The demand for FIS’ services continues to increase.  With the downturn in the economy, more and more families are facing unemployment and loss of insurance benefits, forcing them to seek services outside of privately paid mental health service providers.  Additionally, the long-term effects of the recession on increased criminal activity (including drug use and trade) have yet to play out.  Few scientific studies have addressed this issue because the factors that influence crime rates are far more varied and complex than any economic indicator, but historically increases in crime (in the late 1960’s/early 70’s and early 90’s) have occurred due to spikes in the drug trade.   Studies of these timeframes have shown that average wages and unemployment rates are directly linked to the incidence of property crimes and that hard times also lead to more domestic abuse.   All that to say, it is likely that the longer the recession lasts, the more the families and communities served by FIS will require the expertise of their services.
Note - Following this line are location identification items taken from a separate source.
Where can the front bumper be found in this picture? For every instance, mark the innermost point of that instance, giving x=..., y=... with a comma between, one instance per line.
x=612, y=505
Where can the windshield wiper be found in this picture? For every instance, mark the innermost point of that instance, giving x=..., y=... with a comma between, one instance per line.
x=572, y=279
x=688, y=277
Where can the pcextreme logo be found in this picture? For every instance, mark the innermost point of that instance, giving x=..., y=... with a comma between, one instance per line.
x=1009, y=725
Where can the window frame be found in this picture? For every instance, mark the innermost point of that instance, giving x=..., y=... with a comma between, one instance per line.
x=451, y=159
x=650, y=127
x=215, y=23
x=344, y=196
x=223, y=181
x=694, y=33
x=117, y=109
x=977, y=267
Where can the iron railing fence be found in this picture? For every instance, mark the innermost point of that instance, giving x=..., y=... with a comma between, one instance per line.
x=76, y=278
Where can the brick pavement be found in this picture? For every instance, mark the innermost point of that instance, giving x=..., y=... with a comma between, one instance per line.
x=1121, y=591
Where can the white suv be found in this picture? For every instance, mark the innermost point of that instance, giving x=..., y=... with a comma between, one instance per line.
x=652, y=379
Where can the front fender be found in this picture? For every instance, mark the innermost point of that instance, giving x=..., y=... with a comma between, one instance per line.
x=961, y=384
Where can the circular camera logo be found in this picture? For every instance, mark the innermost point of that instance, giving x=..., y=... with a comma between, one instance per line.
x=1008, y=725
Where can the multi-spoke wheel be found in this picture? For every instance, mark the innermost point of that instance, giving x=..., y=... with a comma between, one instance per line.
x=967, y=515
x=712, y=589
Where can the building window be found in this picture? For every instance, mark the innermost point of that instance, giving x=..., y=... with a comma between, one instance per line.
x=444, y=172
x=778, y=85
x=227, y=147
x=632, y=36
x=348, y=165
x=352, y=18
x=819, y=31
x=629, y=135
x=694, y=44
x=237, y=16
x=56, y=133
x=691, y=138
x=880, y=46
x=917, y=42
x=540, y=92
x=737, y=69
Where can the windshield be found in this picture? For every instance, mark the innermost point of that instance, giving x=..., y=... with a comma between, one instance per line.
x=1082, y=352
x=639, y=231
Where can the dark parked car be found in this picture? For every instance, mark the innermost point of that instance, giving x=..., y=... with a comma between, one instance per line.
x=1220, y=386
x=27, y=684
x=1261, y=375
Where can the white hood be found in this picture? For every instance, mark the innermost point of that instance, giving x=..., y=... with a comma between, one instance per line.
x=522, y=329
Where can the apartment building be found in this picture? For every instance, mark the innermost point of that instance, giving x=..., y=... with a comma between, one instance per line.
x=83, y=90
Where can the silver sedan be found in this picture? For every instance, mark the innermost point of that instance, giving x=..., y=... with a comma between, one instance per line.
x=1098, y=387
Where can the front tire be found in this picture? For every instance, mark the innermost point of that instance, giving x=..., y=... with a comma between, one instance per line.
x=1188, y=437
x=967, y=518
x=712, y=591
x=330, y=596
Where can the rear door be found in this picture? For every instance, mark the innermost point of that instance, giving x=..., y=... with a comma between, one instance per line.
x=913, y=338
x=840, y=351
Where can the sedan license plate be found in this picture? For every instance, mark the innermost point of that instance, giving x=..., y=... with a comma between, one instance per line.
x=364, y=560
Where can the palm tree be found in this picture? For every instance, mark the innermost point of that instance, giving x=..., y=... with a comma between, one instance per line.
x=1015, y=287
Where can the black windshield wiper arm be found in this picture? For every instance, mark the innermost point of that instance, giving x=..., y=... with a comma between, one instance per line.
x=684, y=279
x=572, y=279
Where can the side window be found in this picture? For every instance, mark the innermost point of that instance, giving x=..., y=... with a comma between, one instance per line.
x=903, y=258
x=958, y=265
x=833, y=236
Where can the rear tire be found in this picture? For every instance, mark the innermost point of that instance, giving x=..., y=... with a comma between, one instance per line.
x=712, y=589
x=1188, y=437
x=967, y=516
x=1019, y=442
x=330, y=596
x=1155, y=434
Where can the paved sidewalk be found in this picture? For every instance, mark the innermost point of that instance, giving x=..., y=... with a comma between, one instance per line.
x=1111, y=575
At the same time, public funding is being transferred out of the state mental health budget due to decreased state revenues and budget cuts.  Georgia’s behavioral health services system for children and adolescents has faced major changes in recent years.  In recent years, two significant policy and programmatic changes at the state Departments of Juvenile Justice and Human Resources have significantly impacted the availability of mental health services for our community’s most at-risk children.  The first major philosophical shift began in FY 2007-2008 when the Department of Human Resources began a movement to begin shifting severely emotionally disturbed (SED) children in residential placements back into their homes, providing intensive wraparound therapeutic services from community providers.  As a result, community-based service providers where overwhelmed with children and families seeking services at an acuity level not traditionally treated in outpatient settings.
At the same time, the state of Georgia moved from a grant-in-aid provider payment system to a fee-for-service managed care system.  This approach left many providers unable to recoup the administrative costs of providing mental health services to children and families.  In response to the system changes, FIS has streamlined operations by assigning clinicians in close proximity to client homes, implementing web-based supervision and treatment teams, realigning position responsibilities, and conducting some restructuring of programs.  Many other providers have been unable to similarly realign adapt and have been forced to close their doors, further decreasing the number of service providers available to serve low income children and families.  Currently, Georgia faces a significant gap between the need and availability of services and our community’s children are paying the ultimate price. 

Impact on the Child
Children are significantly and irreparably affected by all of these issues.  Developmentally speaking, the first five years of a child’s life are the most important, and yet countless children in our community at this age don’t even have their basic needs met.  They go to sleep hungry.  They live in unsanitary and unsafe living conditions and fail to receive basic medical care.  They are exposed to toxic chemicals related to drug use and manufacturing.  They may be abused or neglected.  As they matriculate to school age, they continue to grapple with these basic inadequacies, as well as with mental health and emotional needs that have not been met.  These issues manifest themselves emotionally and behaviorally, causing the child to set a pattern of inappropriately acting out.  Meanwhile, the lack of parenting skills that contributed to these problems in the first place make it difficult for parents to respond appropriately and the child continues to spiral out of control.  It is easy to see how by high school, these children have often fallen prey to the culture of drug use and poverty themselves.  For many of these children, the services and supports provided by FIS are the child’s only hope of helping the family begin to heal.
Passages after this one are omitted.